| Controlling data quality is
one of the most important tasks on any data migration or integration
project. Most ETL platforms allow you to use regular expressions
to identify improperly formatted input data. In this article,
I will cover some often-used cases for regular expressions
in the world of data quality.
1. Names
A name typically does not contain non-alphabetic characters
such as digits or symbols, unless you are the artist formerly
known as Prince. The following regular expression validates
that a name contains one or more alphabets and spaces.
^[a-zA-Z\ ]+$
Note the use of ^ at the beginning and $ at the end. This
ensures that the match happens from the beginning to the end
of the text, and not anywhere in the middle.
2. Integers
The following regular expression ensures that the input contains
one or more digits and nothing else:
^[0-9]+$
3. Currency
Currency values typically have one or more digits. It can
optionally have a decimal point followed by two digits. For
example, 300, and 400.50 are valid but 500.757 is not. Here
is the regular expression:
^[0-9]+(\.[0-9]{2})?$
4. Credit Card Numbers
Credit card numbers are 16 digits in length. Sometimes, the
numbers are grouped as four digits with either a space or
a dash separating the groups. Here is the regular expression:
^([0-9]{4}(\ |-|)){4}$
5. North American Phone Numbers
Phone numbers in North America are typically stored in the
format (NNN)NNN-NNNN. The following expression can be used
to identify phone numbers that do not follow this format:
^\([0-9]{3}\)[0-9]{3}-[0-9]{4}$
5. Email Addresses
Email addresses typically have the format of username@domain.ext
where username can have alphabets, digits, dashes and dots.

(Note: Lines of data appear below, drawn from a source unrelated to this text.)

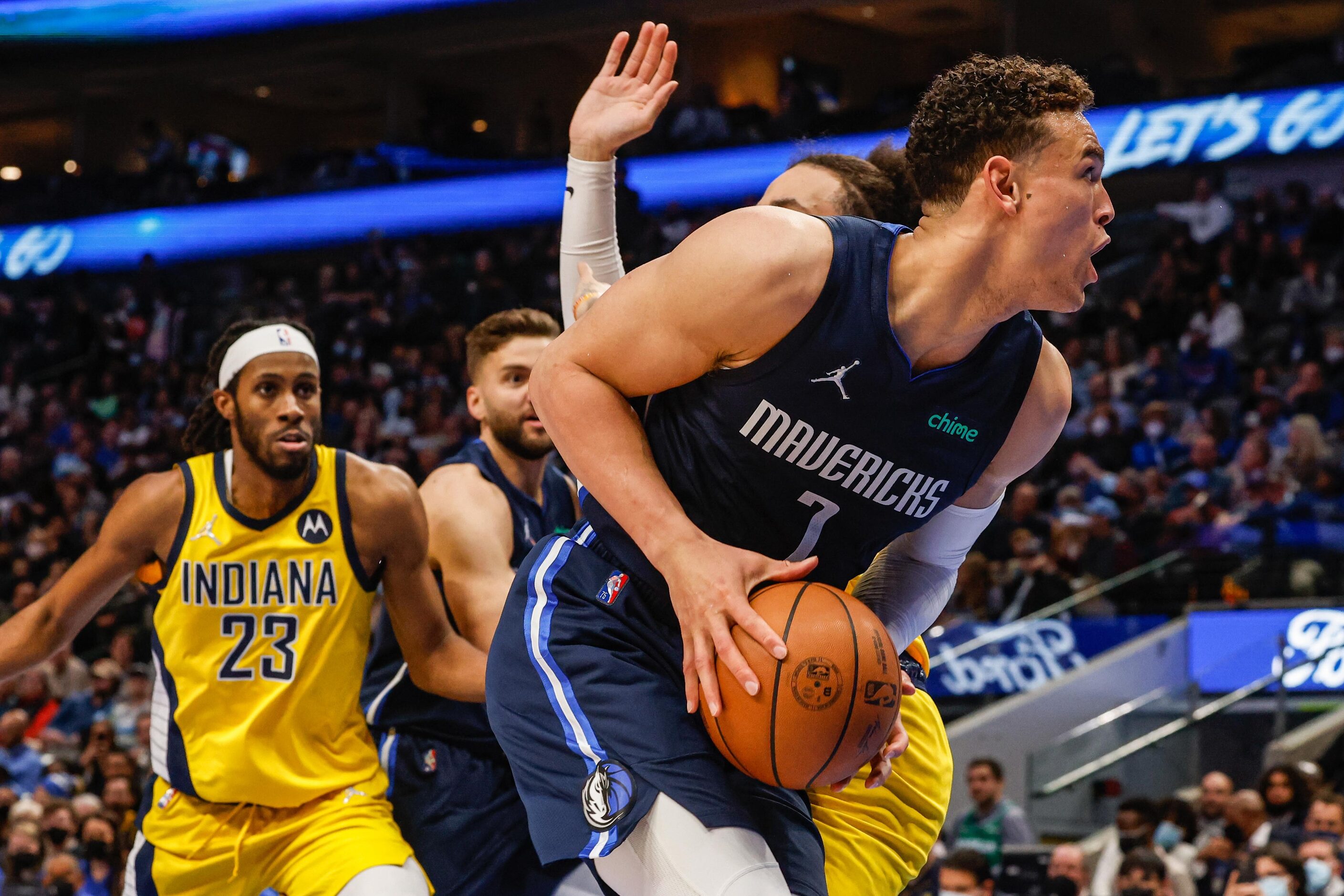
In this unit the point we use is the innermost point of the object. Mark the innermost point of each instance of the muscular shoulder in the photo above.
(460, 491)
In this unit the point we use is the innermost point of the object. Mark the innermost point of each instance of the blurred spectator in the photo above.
(1069, 862)
(1143, 874)
(1215, 789)
(1325, 816)
(1287, 796)
(966, 872)
(1320, 857)
(995, 823)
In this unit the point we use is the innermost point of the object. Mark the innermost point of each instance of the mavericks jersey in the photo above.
(260, 632)
(390, 699)
(830, 444)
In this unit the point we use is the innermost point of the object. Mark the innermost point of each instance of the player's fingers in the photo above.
(666, 66)
(733, 659)
(787, 570)
(660, 101)
(705, 671)
(642, 46)
(881, 771)
(613, 54)
(654, 54)
(759, 629)
(693, 688)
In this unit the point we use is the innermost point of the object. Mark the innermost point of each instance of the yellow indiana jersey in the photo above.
(260, 637)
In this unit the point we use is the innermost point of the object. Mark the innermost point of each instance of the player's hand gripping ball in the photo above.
(826, 710)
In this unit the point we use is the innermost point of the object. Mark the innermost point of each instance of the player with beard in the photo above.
(452, 789)
(271, 550)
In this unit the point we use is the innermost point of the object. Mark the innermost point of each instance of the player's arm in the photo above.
(139, 526)
(722, 299)
(912, 579)
(619, 106)
(389, 519)
(471, 541)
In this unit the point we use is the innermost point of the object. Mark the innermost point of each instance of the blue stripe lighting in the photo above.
(58, 21)
(1172, 134)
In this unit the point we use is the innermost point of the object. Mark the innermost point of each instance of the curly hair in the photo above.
(208, 430)
(980, 109)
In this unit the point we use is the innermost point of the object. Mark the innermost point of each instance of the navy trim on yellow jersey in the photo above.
(183, 526)
(347, 531)
(179, 774)
(252, 523)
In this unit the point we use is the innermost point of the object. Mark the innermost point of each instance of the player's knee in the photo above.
(671, 854)
(389, 880)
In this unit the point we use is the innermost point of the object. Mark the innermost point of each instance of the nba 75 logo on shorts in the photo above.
(612, 590)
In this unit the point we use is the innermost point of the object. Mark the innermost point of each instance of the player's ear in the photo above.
(1002, 185)
(475, 404)
(225, 404)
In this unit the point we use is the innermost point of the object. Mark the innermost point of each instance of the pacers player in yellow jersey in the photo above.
(272, 549)
(875, 839)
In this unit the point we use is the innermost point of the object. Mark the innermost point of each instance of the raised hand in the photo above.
(623, 105)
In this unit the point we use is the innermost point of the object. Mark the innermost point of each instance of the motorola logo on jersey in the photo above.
(608, 794)
(315, 527)
(862, 472)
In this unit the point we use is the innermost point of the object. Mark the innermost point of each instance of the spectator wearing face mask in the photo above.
(100, 859)
(1136, 824)
(62, 876)
(1320, 857)
(23, 862)
(1277, 874)
(966, 872)
(1069, 862)
(1143, 874)
(1325, 816)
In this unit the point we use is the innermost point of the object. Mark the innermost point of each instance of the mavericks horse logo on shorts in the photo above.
(608, 794)
(612, 590)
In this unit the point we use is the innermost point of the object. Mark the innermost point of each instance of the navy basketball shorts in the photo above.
(460, 812)
(586, 695)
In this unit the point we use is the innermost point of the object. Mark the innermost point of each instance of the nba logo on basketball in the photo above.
(612, 590)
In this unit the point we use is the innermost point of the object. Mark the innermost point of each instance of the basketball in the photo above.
(827, 708)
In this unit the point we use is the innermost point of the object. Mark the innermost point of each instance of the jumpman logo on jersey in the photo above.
(838, 378)
(209, 532)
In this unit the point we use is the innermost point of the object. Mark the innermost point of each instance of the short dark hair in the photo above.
(992, 765)
(969, 862)
(503, 327)
(1143, 806)
(1146, 862)
(1288, 860)
(980, 109)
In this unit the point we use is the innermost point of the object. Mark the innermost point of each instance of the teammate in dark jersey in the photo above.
(449, 783)
(820, 387)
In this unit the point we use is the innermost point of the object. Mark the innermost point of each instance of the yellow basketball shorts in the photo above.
(878, 840)
(187, 847)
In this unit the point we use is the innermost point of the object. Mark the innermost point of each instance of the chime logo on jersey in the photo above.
(315, 527)
(608, 794)
(612, 590)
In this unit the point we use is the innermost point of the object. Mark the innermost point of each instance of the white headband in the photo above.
(264, 340)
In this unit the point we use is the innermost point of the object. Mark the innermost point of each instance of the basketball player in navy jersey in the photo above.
(833, 391)
(451, 788)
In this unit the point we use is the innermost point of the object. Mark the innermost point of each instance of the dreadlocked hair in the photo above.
(208, 430)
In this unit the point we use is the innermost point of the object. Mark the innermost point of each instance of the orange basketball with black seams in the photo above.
(827, 708)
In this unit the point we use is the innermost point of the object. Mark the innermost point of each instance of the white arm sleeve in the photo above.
(912, 579)
(588, 229)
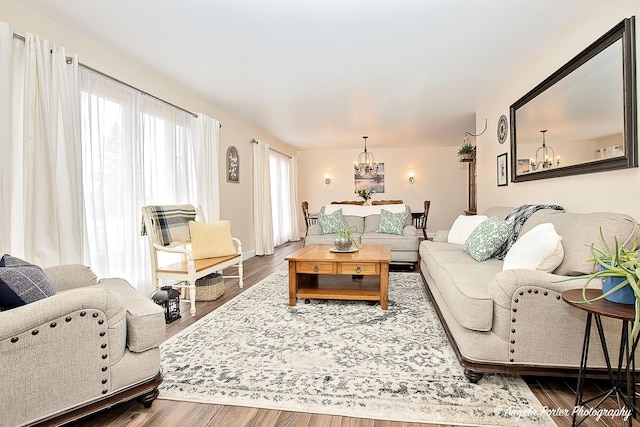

The domain name can have alphabets, dashes and dots. The extension
is either a two-letter (nz, in) word or a three-letter word
(com, edu, gov). Here is the syntax for such a regular expression:
^[\w-\.]{1,}\@([\da-zA-Z-]{1,}\.){1,}[\da-zA-Z-]{2,3}$
I hope this was a good introduction into identifying bad
data using regular expression. Of course, the flexibility
that regular expressions provide go far beyond what I have
covered here. If you are interested in learning more, you
can find very good articles on the Internet. |